A positive bowl game experience presented the beginning stages of confidence for Leidner. It has been elevated more in the offseason. His work ethic will never be questioned and setting an upbeat tone added credibility in the locker room. Another spark comes from Kill, who continues working despite health concerns.
Minnesota’s upward tick – its been to bowl games the past two seasons – led to Kill’s contract being extended through 2018 and his salary was bumped up to $2.1 million. Leidner said Kill’s offered loads of inspiration to the team. Kill downplays his role.
“Everybody has a struggle or two, but you bounce back,” he said. “I still believe it determines what kind of person you are with how you handle adversity. Anybody can handle things good when everything’s going good.”
The Gophers’ offense was not always going good a year ago.

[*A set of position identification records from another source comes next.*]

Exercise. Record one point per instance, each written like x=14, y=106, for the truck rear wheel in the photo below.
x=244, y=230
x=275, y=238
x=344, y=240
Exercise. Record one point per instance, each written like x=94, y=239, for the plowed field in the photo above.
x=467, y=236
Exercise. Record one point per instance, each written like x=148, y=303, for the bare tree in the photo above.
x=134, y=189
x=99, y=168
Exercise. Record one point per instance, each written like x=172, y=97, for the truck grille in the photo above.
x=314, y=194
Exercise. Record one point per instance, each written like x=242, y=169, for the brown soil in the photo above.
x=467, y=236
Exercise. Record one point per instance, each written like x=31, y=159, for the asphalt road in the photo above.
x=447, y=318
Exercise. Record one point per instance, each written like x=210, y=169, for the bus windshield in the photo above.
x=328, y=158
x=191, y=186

They ranked 11th in the Big Ten and had one of the worst passing attacks in the country. The running game was solid, thanks to Nelson and running back David Cobb. He rushed for 1,200 yards and is eager to back up his total. Berkley Edwards, Rodrick Williams and Donnell Kirkwood make tailback perhaps the deepest position on the field.
Helping the backfield is an offensive line that returns almost fully intact. The quarterback-receiver connection must improve, and it could begin with tight end Maxx Williams. The freshman had 417 yards receiving and five touchdowns last season. Wideouts remain a huge concern, where Derrick Engel graduated and Drew Wolitarsky, Donovahn Jones and K.J. Maye remain. A group of talented freshmen may be the answer in upping Minnesota’s meager 148 yards passing average from 2013.

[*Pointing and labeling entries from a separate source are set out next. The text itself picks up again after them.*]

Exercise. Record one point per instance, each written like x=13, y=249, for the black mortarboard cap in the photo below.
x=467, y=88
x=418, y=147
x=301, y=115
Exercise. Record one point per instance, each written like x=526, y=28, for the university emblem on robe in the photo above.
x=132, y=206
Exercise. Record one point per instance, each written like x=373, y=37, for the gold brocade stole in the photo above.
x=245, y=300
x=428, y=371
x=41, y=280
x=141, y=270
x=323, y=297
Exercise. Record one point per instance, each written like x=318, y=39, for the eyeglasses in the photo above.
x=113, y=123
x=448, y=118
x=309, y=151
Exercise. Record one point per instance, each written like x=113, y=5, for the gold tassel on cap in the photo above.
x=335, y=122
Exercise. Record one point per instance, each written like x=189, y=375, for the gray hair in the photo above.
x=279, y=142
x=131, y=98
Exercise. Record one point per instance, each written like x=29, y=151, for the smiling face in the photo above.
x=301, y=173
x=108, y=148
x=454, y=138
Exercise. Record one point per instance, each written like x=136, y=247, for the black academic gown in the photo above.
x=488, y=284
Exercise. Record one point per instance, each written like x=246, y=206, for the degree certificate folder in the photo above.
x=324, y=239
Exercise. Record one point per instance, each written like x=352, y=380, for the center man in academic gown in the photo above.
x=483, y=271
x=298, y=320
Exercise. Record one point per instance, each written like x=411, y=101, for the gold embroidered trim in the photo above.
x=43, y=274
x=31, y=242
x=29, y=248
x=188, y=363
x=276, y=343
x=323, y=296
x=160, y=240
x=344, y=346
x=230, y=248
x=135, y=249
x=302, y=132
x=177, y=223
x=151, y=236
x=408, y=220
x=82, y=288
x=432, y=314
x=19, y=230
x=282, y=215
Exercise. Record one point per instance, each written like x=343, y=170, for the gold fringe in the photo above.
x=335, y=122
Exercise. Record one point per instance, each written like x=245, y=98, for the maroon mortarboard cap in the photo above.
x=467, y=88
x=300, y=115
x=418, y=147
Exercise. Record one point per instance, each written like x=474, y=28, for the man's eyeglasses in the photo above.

Hageman and Brock Vereen’s losses will be felt on defense. The line should still be imposing, though. Theiren Cockran, who led the team with 7.5 sacks last season, is back. He’ll need his line mates to better their mark of 18 sacks in 2013.
A linebacker corps that lost Cody Poock to a torn ACL shouldn’t have a tremendous drop off, because Jack Lynn and De’Vondre Campbell provide stability. The real strength is in the secondary, where Damarius Travis, Briean Boddy-Calhoun, Eric Murray, Jalen Myric and Derrick Wells roam the land.

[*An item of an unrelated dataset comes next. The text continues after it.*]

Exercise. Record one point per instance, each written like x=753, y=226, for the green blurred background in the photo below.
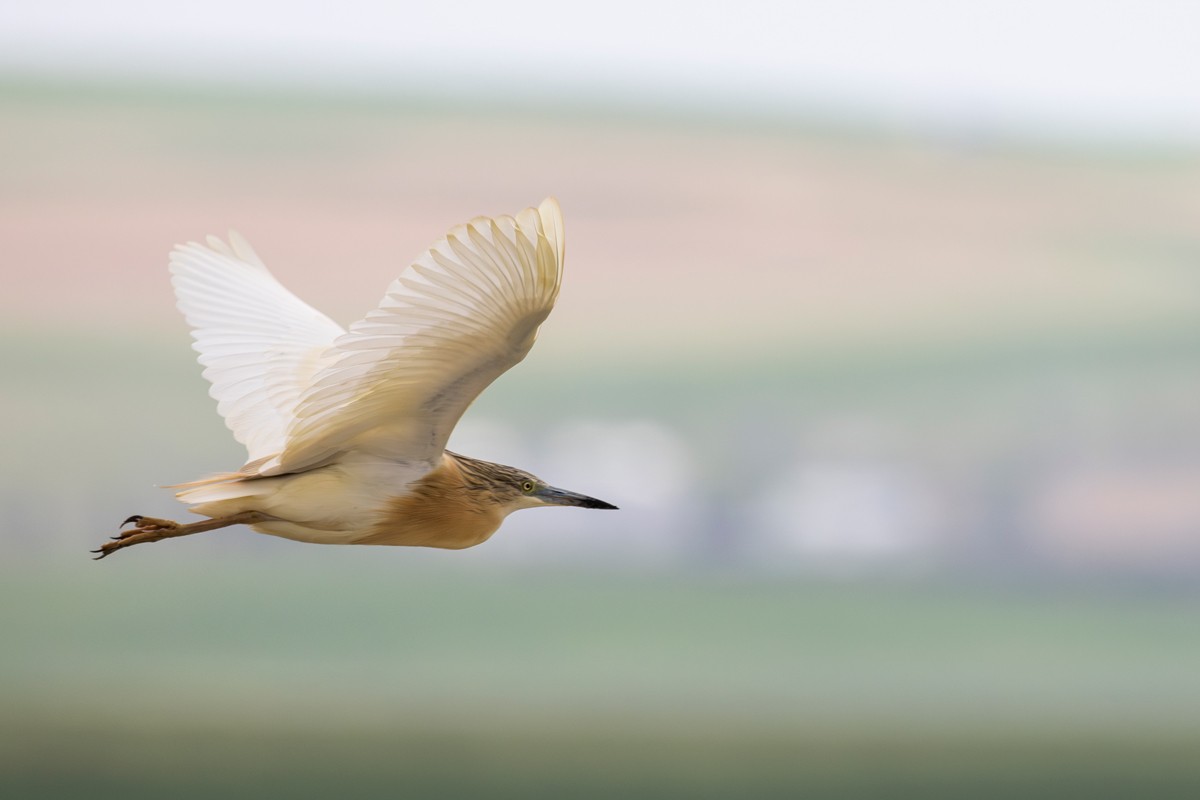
x=897, y=394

Residents of the Twin Cities – Kill included – were delighted after winning eight games last year. But they don’t believe the voyage ends here. Kill believes it’s only beginning, a starting point for a grand excursion.
Minnesota hasn’t won a Big Ten championship since 1967. Ending that streak of futility is Kill’s top objective.
“Our kids have been enthusiastic all spring. They’re eager,” he said. “I don’t like going back in the past. But after that bowl game, I said: ‘You better be starving because that ain’t going to happen anymore.’ So they’ve been back on a mission.”